Ivan's reference to the word's having been spoken already is to a conversation earlier in the novel where their brother Dmitry was present. The conversation appears on pg. 69 of the edition I have, in the chapter titled, Why Is Such a Man Alive? Quoting selectively (it's too long to reproduce),
(Miusov) "[Ivan says that,] were mankind's belief in its immortality to be destroyed, not only love but also any living power to continue the life of the world would at once dry up in it. Not only that, but then nothing would be immoral any longer, everything would be permitted, even anthropophagy. And even that is not all: he ended with the assertion that for every separate person, like ourselves for instance, who believes neither in God nor in his own immortality, the moral law of nature ought to change immediately into the exact opposite of the former religious law, and that egoism, even to the point of evildoing, should not only be permitted to man but should be acknowledged as necessary, the most reasonable, and all but the noblest result of his situation. …"Thus in "The Grand Inquisitor" Ivan acknowledges as correct the statement that If God does not exist, then everything is permitted. (Miusov and Dmitry may use different words, but the essence is the same.) Ivan states explicitly that Mitenka's version is not so bad.

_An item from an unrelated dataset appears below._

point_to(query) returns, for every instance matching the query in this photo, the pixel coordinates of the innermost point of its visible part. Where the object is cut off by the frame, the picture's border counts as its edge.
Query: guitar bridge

(Dmitry) "Allow me to be sure I've heard correctly: 'Evildoing should not only be permitted but even should be acknowledged as the most necessary and most intelligent solution for the situation of the godless person'!"
…
(the elder) "Can it be that you really hold this conviction about the consequences of the exhaustion of men's faith in the immortality of their souls?"
(Ivan) "Yes, it was my contention. There is no virtue if there is no immortality."
[emphasis added]
Now that I am halfway through reading it again, it occurs to me for the first time (I'm not as smart as I fancy) that perhaps this idea is the very theme of the novel. I am not alone in thinking this. Pevear and Volokhonsky write that the scholar Victor Terras is justified to think that the following passage holds the "master key" to interpreting the novel:
Much on earth is concealed from us, but in place of it we have been granted a secret, mysterious sense of our living bond with the other world, with the higher heavenly world, and the roots of our thoughts and feelings are not here but in other worlds. That is why philosophers say it is impossible on earth to conceive the essence of things. God took seeds from other worlds and sowed them on this earth, and raised up his garden; and everything that could sprout sprouted, but it lives and grows only through its sense of being in touch with other mysterious worlds; if this sense is weakened or destroyed in you, that which has grown up in you dies. Then you become indifferent to life, and even come to hate it.Again, once could summarize this argument as, If God does not exist, everything is permitted.
Thus the assertions that Dostoevsky did not write, let alone mean to write, such a statement, strike one as truly bizarre. Whether he agrees with the statement is immaterial (although it appears to this reader that at the very least Dostoevsky wants to believe it). He does make statements equivalent to it, and even makes that statement, as I documented in the previous post.
In case you doubt me, perhaps the Elder Zosima's words will convince you:
[I]f you have no God, what crime is there to speak of?